The employee instituted action against her employer, Kei Fresh Produce Market (KFPM), claiming damages arising out of the alleged unlawful termination of her contract of employment with KFPM. The employment contract was for a fixed-term and commenced on 1 July 2010, to end on 30 June 2015. Clause 10 of the contract provided for termination, prior to the expiration of the term of the contract. Particularly, clause 10.2 stipulated that either party would be entitled to terminate the contract on one month’s written notice to the other party, while clause 10.3 provided that notwithstanding anything to the contrary, the contract could also be summarily terminated on any grounds recognized in law.

In 2011, KFPM wrote to the employee, giving her one month’s notice of the termination of the employment contract, citing operational requirements as the reason.

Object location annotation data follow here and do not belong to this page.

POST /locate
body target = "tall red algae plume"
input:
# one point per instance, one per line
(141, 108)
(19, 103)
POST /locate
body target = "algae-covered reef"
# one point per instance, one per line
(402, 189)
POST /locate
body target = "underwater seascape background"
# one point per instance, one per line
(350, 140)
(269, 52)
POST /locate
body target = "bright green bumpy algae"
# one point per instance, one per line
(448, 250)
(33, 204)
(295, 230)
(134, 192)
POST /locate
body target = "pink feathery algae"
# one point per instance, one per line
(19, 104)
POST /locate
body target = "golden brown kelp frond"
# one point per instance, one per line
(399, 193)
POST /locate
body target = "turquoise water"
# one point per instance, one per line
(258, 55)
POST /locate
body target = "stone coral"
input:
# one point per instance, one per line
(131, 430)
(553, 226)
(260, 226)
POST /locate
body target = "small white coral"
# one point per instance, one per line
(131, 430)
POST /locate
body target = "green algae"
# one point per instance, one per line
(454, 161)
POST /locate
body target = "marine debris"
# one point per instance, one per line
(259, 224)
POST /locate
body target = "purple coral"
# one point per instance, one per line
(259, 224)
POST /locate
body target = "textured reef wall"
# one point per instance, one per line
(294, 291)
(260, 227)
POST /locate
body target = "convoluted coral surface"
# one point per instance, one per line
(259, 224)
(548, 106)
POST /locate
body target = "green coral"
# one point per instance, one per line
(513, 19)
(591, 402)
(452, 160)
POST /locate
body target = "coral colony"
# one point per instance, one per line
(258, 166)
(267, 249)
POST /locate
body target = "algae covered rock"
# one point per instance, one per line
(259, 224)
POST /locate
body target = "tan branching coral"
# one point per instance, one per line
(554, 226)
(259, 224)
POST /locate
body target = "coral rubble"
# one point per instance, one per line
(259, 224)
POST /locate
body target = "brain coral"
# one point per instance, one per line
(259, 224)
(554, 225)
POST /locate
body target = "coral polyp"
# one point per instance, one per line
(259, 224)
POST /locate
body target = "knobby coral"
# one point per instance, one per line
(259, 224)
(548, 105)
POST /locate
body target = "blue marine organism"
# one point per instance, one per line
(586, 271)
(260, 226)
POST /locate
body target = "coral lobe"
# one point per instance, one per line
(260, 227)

The High Court relied on the Labour Appeal Court decision of Buthelezi v Municipal Demarcation Board [2005] 2 BLLR 115 (LAC) (Buthelezi), which highlighted that the common law does not recognise the right to terminate a fixed-term contract of employment prematurely in the absence of a repudiation or material breach, which was interpreted to mean that where the terms of the employment contract specifically make provision for premature termination, such termination is lawful.

In light of its interpretation of Buthelezi, the High Court in the Joni judgment held that if no termination clause was present, the right of termination would be restricted in terms of the common law. It, however, highlighted that under these circumstances, there was a termination clause present, and it set out the terms of termination in clear and unambiguous language. The High Court then concluded that because clause 10.2 placed no restriction on the grounds upon which the contract could be terminated and because the employee was served with a notice of termination which cited the reasons for termination, the contract was terminated lawfully. Furthermore, the Court made it clear that clause 10.3 of the contract was not applicable to this situation as it referred to “summary termination”, which would deal only with instances of gross misconduct or material breaches that warrant immediate termination.

The High Court held that the contract of employment was therefore lawfully terminated in accordance with the provisions of the contract.

Accordingly, if an employer terminates a contract in accordance with its termination clause, but without complying with labour legislation, the employee may not have a claim under the contract, but the employer may still be exposed to a claim under the Labour Relations Act. Where the fixed-term contract does not include a termination clause, the employee may have both a contractual and employment claim.

In light of the Joni judgment, it would be prudent for employers to ensure that their fixed-term contracts with employees contain a provision permitting the early termination of the contract. This, however, does not detract from the fact that in terminating the contract in accordance with its termination clauses, employers must still comply with the Labour Relations Act.